A thousand arms to hold you
But you won't reach for any hands

          - Jeszcze nie jest za późno. Wciąż możesz się poddać.
          - Już dawno jest za późno – syknęła Lacuna, przywołując miecz.
          - Chcę ci pomóc…
          - To sama się poddaj – roześmiała się Lacuna. – Nie rozumiesz, że to wszystko twoja wina?
          - Przecież wiem, do cholery, że moja wina! – wrzasnęła Beatrice. – I właśnie dlatego muszę wziąć odpowiedzialność za całą sytuację. Nie mogę pozwolić ci krzywdzić ludzi. Proszę, poddaj się, nie chcę z tobą walczyć. Jesteś dla mnie jak młodsza siostra.

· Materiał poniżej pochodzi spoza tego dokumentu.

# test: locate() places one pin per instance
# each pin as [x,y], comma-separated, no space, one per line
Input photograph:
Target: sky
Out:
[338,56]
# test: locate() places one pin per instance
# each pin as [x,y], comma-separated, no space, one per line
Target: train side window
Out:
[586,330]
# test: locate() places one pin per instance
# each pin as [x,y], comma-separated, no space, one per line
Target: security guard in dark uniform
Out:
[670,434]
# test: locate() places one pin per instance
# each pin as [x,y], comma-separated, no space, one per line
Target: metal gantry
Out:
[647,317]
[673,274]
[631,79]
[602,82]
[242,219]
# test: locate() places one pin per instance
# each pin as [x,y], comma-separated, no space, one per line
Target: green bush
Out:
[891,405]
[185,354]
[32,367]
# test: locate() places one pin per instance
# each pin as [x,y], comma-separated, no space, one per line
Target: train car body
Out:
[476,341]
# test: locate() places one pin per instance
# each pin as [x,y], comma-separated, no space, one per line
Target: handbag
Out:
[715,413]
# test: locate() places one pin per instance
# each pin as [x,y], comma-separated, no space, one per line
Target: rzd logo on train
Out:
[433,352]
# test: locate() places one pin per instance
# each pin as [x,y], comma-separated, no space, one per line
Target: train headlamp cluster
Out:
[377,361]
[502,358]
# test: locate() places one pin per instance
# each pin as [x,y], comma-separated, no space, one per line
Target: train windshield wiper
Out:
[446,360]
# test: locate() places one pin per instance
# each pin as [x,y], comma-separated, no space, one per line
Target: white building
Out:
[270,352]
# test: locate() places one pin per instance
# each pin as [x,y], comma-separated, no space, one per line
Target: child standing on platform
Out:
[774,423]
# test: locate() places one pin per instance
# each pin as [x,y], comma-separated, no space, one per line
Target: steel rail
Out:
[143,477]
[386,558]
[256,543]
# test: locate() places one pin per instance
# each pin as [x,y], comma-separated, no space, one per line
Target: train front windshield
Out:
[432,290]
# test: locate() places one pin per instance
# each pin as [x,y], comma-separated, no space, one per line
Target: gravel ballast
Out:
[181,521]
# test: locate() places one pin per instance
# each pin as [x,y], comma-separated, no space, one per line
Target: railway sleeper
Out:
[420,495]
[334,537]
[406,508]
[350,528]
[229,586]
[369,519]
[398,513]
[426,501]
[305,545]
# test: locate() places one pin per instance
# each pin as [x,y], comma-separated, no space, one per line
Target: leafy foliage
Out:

 ‘Cause I don't feel like I'm getting through to you

          W ostatniej chwili uskoczyła przed atakiem Lacuny. W oczach dziewczyny widziała już odpowiedź. Nie unikną ten walki, nieważne jak bardzo będzie prosić. Lacuna zabiła jej rodzinę, krewnych i przyjaciół w zemście za Aurorę i nie cofnie się przed osądzeniem świata według własnych standardów.
          Beatrice nie miała innego wyjścia. Zacisnęła dłonie w pięści. Zarówno ją, jak i Lacunę otoczyła jakaś bańka i w następnej chwili znajdowały się już gdzieś indziej. W innym świecie, w tym, który już dawno został zniszczony i opustoszony. Tam mogły walczyć bez obaw.
          Broń Lacuny przybrała formę lancy. Przez lata przyzwyczaiła się do niej w przeciwieństwie do swojej mentorki, która zawsze używała prostego miecza. Nikt jednak nie widział broni Beatrice, jako że zazwyczaj nie towarzyszyła siostrze podczas treningów z Lacuną.
          Zajmowała się częścią światów zupełnie sama. Nie przepadała za współpracą, sądząc, że rozdzielenie się będzie bardziej efektywne. Teraz jednak przyzwała coś, co wyglądało jak dość spore noże zakrzywione do środka.
          - Wreszcie mam okazję zobaczyć, na co cię stać – roześmiała się Lacuna.
          Zwarły się w walce i przez jakiś czas wymieniały ciosy. Nie było wątpliwości, że Lacuna była utalentowana. Szkoła Aurory też była tu widoczna i Beatrice miała spory problem, by pokonać dziewczynę. Jednak jej magia była dużo bardziej potężna i zaawansowana.
          O ile Lacuna dawała radę dotrzymać jej tempa w walce bronią, o tyle nie w magii. Atakowana raz po raz silnymi zaklęciami, nie miała czasu na zadanie własnych ciosów. Nawet jej obrona przed zaklęciami była ograniczona. Niektórych mogła uniknąć, a pozostałe jedynie ograniczać, broniąc się barierą, ale dostawała rykoszetem.
          Raz za razem obrywała i nic nie mogła zrobić. Kolejne silne zaklęcie powaliło ją na ziemie i już nie mogła się podnieść. Była zbyt zmęczona i poraniona, by walczyć.
          Beatrice przygniotła jej klatkę piersiową kolanem i pochyliła się. Dopiero wtedy Lacuna mogła zobaczyć, że kobieta płacze, ale nie zawahała się, wbijając sztylet prosto w serce podopiecznej.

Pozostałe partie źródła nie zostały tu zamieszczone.